Remembering my undergraduate course on Western civilization recently made me wonder how much simpler the world must have been before Gutenberg, a time when books were patiently copied out by hand, and sometimes lovingly illustrated or “illuminated” by monks, making these so valuable that everything had to be attached to library shelves by heavy iron chains. The so-called Middle Ages that fell roughly between the fall of the Roman Empire and the Renaissance is also known as the Dark Ages, a time characterized by illiteracy, pestilence, barbarian invasions, and wars that inflicted rape, pillage, famine, and destruction on the defenseless. Monasteries became beacons of light in the Dark Ages, with monks copying out and preserving the history and literature of the Greco-Roman world for the future. In those days, few could make text emerge from a page by oral reading, and those who were fortunate to hear the so-called “voice of the pages” had to be fluent in Latin or Greek to understand it.
Today we have “information overload,” a term made popular by Alvin Toffler in his 1970 book “Future Shock,” in which he predicted that information will be generated faster than we can digest and absorb it. Toffler described himself as a “futurist.” He was not a clairvoyant or a fortune teller: He did not predict the future; he imagined how and what we would be like at a future time. His “information overload” has become a reality and it has led to another condition described by Richard Saul Wurman in 2000 as “information anxiety,” which describes the gray area between what we think we know and understand and that which we really know and understand.
As I approach my senior years and reminisce, I often tell my students that I modeled myself on my many mentors: E. Aguilar Cruz, Doreen G. Fernandez, Teodoro A. Agoncillo, Armando and Carolina Malay, Gilda Cordero-Fernando, Carmen Guerrero Nakpil, E. Arsenio Manuel, Benedict Anderson, and O.D. Corpuz, who all worked from their home libraries. Each had patiently built Filipiniana collections, very much like digging a well from which they drew material for their research and writing.

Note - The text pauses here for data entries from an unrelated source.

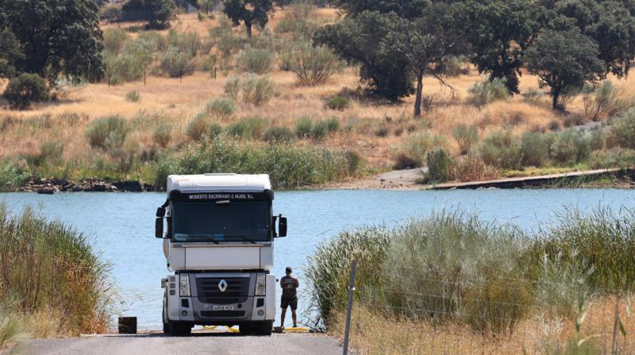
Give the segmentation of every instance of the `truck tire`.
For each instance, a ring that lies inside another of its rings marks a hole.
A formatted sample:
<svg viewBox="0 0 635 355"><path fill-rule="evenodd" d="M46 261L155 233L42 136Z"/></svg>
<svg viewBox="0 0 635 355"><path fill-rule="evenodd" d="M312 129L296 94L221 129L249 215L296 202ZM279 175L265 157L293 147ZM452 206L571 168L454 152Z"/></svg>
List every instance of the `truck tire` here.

Fernandez was the most technologically savvy; she had her own clunky word processor when people were still on typewriters. She even had a microfilm-microfiche reader to access the material she brought home from libraries and archives abroad. Cordero-Fernando and Aguilar Cruz had eclectic assortments of books, photographs, artworks and ephemera. Both did not care for rare and out-of-print books if photocopies were available, explaining that it was content rather than the physical books that was important to them. Manuel followed the example of his teacher H. Otley Beyer, and arranged and bound the term papers of his students into a multivolume resource he named the “Pasig Papers.”
Corpuz had all his reference materials literally within reach—an encyclopedia and an assortment of dictionaries. Of course he had his own set of the 55-volume compilation of Philippine historical documents by Emma Helen Blair and James Alexander Robertson that other scholars had to consult in a university library during office hours. In his lifetime, Corpuz was probably the only person who had read all 55 volumes cover to cover—not once but twice! Gifted with a near-photographic memory, he could cite text by volume and page or recall and recite whole pages from previous readings. I used to kid him that in the future when brains were auctioned, his brain would be cheap compared to that of the village idiot because his was overused while the latter’s was brand-new.

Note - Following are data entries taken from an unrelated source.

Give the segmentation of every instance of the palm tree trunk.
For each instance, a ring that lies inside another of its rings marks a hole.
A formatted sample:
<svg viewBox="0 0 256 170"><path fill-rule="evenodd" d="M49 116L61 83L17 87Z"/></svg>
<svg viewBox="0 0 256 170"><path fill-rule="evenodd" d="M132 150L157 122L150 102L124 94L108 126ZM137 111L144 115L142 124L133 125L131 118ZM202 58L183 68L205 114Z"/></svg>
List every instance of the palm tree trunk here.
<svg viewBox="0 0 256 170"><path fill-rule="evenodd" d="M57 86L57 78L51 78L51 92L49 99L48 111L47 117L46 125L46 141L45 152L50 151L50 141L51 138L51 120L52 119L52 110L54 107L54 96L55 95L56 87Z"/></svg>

Many of my reference books have been set aside to make more shelf space for recent acquisitions. These were not hard to part with because Google had made many of them nearly obsolete. My standard references are now in digital form and a shadow of my physical library that I can carry around in a thumb drive, but the real challenge is reading and digesting information. Almost everything is now available with a tap on a trackpad. Information overload should make us happy, but it causes information anxiety.